You keep using that word

So my first point is that sovereign does not mean what you think it means. Just because a state is sovereign, it doesn't mean that they are independent. There are several systems of government where smaller regions are sovereign but not indepent. Federations are nations that are formed by a Union of Soverign States that cede limited powers of government to a singular government body that speaks for all member states on matters of those powers. Examples of Federations include the United States of America , the Swiss Confederacy*, Canada, Australia, Germany (with the sub-regions being called States, Cantons, Provinces, States (again), and Bundesländer (aka Länder singular Bundeslander aka Land) respectively. A reverse situation also exists called a Devolution where unitary states cede partial soveriegn powers to regional government but retain some government powers. The United Kingdom uses this system where Parliment does grant Scotland and Northern Ireland limited regional government rights, while keeping those same powers for England and Wales. In either situation, the self-governing matters means that both a national government and a regional government are sovereign and may disagree on the areas of legal power it still retains and the citizens are under dual sovereignty (for example, if a man in New York state kills a man, he can be tried by both the State of New York and the Federal Government of the United States in theory... in practice, the Feds will defer to the outcome of the state trial as much as possible).

So are there nations that allow regions to leave?
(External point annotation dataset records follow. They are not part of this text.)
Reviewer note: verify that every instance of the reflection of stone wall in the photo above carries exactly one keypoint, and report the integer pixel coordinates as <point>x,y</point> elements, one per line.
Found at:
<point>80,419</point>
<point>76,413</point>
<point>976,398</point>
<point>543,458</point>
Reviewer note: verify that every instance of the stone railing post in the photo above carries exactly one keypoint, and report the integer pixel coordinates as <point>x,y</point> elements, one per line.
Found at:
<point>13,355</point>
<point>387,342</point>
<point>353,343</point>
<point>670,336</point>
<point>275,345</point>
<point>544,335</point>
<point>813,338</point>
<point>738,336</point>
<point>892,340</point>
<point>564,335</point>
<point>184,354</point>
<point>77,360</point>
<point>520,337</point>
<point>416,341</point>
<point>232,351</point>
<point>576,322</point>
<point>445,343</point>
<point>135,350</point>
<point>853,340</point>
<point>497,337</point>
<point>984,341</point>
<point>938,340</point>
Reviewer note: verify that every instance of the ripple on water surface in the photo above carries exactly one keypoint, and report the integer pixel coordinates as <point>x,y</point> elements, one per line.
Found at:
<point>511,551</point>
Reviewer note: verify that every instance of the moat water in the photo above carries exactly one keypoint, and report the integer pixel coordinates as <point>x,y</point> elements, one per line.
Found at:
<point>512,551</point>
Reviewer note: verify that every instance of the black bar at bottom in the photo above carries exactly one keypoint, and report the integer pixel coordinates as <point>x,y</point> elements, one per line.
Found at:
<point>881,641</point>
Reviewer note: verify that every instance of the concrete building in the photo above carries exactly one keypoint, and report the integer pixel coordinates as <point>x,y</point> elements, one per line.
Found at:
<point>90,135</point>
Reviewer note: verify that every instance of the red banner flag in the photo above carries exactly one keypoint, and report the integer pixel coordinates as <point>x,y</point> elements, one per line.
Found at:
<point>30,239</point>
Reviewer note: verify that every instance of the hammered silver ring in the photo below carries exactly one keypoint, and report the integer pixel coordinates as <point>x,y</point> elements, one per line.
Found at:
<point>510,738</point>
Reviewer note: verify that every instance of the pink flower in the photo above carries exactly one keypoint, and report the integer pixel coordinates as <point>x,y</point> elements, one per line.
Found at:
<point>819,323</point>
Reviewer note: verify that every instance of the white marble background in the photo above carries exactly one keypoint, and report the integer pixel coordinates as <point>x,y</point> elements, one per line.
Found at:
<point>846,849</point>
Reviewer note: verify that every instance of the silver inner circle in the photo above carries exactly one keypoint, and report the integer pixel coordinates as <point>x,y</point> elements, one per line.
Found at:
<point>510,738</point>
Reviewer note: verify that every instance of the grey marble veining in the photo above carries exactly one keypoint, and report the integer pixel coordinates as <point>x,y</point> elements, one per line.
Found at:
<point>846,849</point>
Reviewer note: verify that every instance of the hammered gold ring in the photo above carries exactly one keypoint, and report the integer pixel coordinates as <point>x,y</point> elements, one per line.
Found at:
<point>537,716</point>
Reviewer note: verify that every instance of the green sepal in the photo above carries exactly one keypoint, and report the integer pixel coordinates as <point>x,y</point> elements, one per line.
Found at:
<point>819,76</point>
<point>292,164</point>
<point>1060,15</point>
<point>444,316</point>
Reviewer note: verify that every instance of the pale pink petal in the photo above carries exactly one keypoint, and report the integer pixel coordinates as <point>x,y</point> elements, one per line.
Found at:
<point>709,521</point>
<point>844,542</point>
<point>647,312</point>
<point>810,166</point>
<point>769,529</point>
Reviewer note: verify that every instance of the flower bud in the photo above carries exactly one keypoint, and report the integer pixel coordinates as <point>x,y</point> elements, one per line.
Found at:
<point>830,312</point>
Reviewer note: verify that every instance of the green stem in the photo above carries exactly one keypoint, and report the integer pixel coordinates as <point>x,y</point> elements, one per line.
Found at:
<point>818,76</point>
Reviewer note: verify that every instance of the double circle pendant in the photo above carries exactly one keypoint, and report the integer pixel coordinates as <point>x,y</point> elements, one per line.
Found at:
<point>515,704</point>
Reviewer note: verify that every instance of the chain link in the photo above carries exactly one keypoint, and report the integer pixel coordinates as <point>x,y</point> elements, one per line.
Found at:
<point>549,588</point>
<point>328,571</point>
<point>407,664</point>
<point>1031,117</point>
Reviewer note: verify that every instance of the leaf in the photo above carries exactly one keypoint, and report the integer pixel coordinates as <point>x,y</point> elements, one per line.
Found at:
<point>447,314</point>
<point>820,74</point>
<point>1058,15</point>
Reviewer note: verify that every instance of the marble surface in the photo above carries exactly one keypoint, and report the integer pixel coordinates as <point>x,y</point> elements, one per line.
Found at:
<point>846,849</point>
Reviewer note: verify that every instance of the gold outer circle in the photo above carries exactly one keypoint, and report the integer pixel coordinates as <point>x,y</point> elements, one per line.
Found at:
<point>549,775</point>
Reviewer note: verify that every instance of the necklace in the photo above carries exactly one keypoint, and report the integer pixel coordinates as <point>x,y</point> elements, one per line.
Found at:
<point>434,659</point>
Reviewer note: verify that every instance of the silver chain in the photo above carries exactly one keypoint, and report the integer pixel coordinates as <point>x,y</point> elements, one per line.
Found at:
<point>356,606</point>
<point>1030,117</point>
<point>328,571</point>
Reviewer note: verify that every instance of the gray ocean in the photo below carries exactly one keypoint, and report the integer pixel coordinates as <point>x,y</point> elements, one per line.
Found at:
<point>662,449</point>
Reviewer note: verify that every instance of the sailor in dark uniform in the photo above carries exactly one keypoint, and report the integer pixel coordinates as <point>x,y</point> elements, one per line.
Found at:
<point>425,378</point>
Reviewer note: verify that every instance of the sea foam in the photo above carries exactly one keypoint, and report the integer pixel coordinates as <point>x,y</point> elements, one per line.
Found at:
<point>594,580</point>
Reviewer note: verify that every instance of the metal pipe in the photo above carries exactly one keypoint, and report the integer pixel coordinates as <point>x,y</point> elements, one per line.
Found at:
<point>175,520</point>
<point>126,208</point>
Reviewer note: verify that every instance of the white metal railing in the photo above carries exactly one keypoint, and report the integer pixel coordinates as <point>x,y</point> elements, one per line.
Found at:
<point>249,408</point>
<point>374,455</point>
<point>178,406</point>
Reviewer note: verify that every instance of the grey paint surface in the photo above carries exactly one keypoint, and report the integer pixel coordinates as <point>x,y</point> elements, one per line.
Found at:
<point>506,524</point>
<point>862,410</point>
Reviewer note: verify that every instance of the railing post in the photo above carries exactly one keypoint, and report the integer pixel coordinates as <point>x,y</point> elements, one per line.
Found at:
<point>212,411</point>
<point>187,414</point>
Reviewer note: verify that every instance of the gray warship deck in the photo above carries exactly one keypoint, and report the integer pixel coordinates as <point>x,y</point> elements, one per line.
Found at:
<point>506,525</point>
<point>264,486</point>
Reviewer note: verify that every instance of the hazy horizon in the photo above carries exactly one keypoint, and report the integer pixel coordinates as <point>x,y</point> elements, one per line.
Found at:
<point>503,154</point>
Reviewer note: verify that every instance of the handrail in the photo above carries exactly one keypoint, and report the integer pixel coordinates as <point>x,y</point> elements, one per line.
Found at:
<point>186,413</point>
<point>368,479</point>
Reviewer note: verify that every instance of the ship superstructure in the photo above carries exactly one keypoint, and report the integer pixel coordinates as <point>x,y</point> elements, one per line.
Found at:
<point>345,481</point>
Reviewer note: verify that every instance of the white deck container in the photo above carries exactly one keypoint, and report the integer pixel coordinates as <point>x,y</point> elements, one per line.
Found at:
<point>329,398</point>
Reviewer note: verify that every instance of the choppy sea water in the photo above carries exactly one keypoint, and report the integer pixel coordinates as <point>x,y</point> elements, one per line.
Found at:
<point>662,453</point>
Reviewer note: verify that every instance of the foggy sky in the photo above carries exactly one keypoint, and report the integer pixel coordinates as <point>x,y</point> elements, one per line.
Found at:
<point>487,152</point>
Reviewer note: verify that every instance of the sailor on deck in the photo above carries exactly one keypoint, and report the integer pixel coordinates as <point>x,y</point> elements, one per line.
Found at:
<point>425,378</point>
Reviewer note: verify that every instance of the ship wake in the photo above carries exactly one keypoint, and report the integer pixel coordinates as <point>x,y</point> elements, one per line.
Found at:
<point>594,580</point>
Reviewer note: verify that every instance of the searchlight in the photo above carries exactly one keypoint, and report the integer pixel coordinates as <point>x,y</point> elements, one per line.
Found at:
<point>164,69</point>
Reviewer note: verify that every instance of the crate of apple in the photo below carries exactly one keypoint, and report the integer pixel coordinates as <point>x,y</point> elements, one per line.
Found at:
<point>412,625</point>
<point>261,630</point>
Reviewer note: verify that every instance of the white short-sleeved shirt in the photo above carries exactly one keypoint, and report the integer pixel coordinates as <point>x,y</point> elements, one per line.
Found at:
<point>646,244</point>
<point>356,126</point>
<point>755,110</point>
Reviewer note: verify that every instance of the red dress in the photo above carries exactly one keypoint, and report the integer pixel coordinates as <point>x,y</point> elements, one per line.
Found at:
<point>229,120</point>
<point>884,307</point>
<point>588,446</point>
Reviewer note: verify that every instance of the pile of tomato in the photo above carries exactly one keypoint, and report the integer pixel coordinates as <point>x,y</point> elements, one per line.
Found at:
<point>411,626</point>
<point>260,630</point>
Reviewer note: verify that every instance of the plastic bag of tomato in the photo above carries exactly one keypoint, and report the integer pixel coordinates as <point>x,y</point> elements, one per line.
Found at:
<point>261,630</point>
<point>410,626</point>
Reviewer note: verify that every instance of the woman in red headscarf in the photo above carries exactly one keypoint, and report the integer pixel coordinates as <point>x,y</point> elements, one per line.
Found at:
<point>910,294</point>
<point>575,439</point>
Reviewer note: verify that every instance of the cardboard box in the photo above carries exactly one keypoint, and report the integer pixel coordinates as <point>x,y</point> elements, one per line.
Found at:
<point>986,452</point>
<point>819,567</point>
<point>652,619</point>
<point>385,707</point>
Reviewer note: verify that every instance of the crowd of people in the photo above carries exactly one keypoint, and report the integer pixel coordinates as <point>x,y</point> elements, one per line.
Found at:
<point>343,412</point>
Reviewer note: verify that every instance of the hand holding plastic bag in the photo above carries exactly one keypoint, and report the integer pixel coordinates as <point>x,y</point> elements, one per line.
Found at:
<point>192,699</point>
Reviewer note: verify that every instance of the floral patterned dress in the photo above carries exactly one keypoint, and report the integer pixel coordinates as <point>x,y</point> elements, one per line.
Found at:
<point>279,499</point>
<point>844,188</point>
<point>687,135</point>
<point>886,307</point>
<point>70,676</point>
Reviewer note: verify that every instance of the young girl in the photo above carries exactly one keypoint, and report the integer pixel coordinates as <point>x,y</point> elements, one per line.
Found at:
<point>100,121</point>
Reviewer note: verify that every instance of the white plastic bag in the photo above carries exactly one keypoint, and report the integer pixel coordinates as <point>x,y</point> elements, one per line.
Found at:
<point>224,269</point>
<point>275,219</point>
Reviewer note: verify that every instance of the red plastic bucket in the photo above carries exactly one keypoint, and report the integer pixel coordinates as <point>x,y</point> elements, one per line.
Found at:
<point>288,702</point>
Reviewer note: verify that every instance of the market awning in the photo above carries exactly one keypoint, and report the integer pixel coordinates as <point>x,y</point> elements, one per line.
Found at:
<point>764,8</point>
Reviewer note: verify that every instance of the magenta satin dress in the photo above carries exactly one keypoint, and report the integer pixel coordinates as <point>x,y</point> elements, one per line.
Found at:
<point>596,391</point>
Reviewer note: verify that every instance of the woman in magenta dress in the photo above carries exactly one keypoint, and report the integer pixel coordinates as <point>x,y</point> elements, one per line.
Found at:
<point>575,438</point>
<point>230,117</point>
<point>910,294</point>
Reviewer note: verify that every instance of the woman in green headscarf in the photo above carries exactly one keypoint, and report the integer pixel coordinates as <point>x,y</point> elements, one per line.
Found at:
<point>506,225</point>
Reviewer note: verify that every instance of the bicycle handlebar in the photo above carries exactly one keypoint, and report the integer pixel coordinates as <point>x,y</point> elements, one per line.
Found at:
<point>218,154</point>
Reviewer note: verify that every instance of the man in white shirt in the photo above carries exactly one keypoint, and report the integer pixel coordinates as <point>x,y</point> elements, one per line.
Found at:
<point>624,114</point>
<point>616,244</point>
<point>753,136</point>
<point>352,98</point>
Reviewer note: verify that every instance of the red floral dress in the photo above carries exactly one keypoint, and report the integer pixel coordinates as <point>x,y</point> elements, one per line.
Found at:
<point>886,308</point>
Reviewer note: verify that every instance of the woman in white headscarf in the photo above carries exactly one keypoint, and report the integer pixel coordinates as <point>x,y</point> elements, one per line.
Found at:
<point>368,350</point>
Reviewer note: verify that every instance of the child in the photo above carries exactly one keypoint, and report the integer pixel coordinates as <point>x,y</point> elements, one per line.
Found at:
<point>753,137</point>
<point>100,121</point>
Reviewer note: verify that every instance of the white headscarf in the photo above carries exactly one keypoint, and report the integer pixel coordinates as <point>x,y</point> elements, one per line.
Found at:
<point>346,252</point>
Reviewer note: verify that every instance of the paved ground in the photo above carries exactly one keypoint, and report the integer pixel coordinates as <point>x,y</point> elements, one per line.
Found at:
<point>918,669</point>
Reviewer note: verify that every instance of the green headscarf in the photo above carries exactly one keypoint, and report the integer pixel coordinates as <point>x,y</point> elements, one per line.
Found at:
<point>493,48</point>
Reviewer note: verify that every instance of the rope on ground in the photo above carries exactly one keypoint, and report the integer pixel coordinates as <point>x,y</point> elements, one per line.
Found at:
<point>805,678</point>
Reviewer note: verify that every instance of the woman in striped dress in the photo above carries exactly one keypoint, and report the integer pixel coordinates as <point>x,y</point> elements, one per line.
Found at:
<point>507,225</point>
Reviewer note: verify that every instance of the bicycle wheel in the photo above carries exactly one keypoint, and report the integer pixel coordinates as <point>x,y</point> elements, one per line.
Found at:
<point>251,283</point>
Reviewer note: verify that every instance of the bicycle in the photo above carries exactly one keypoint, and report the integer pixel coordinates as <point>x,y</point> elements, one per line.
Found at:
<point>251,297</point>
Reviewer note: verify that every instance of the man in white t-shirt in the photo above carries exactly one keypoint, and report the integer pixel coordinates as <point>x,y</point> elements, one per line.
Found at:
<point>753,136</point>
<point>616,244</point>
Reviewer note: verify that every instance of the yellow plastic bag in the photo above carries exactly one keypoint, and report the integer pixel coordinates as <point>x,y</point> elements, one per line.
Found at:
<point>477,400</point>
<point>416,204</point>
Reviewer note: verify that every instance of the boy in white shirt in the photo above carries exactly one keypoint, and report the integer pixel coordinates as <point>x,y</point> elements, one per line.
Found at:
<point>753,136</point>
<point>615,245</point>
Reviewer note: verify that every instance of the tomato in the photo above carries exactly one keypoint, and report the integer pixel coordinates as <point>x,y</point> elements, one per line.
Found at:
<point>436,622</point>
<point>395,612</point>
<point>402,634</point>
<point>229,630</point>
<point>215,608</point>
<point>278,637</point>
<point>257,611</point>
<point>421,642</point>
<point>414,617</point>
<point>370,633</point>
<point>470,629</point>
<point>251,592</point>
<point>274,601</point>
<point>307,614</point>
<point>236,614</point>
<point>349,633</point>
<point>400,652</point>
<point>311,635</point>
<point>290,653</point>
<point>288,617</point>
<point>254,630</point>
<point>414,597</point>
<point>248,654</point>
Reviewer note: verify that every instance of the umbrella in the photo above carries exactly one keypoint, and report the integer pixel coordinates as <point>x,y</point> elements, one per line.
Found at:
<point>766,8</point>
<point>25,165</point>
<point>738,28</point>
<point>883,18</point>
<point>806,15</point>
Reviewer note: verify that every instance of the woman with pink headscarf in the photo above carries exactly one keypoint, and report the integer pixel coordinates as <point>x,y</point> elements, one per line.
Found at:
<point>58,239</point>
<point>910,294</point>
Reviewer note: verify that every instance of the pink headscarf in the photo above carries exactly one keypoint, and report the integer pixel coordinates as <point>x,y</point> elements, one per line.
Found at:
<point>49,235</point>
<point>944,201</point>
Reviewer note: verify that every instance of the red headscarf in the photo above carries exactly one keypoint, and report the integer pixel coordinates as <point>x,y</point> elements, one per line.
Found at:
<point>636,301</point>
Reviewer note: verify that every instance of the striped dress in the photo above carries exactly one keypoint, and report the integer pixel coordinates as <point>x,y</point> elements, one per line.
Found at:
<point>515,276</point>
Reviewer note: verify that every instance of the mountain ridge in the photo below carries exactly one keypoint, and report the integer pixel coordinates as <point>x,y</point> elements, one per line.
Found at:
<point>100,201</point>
No... but there is a term for this: Confederation/Confedercy (and no, the Swiss Confederacy is not a confederacy under this term... the title derrives from Confederacy and Federation being the same thing back when the Swiss cantons united). In a Confederate Government, a group of member states will create a single government to deal with certain matters, however the national Government has no real power over the State Governments. While no true confederated nation exists today, they did exist in history. The most famous, the Confederate States of America, lasted for five years from 1860-1865. Less famous was the United States under the Articles of Confederation from March 1, 1781 until March 4, 1789, when the United States Constitution was adopted to replace the Articles of Confederation. The big difference between Confederations and Federations (other than three letters) is that the Former exists when the United Government has equal or less power than the member states. The United States of America had very little national government power under the Articles and the ways in which it was an abysmal failure could be it's own response and while the CSA government basically copied the United States Constitution (the only changes is the Confederate President had a single six year term and a line item veto) by 1865, the CSA was facing it's own possible succession crisis as Texas, Georgia, and North Carolina each refused to send much needed troops and were considering leaving the Confederacy. A more succinct definition of a Confederation is that a Confederacy is a Federation where a state can leave if they are so inclined.

Given that is the fundamental difference, Confederacies work as provisional governments and short term polities while a stronger Federal framework is worked out. Use as a lasting government will usually ensure that the state does not last long (in the case of the CSA, the distrust of the central government by the states shares a large burden in it's failure to effectively manage the war.).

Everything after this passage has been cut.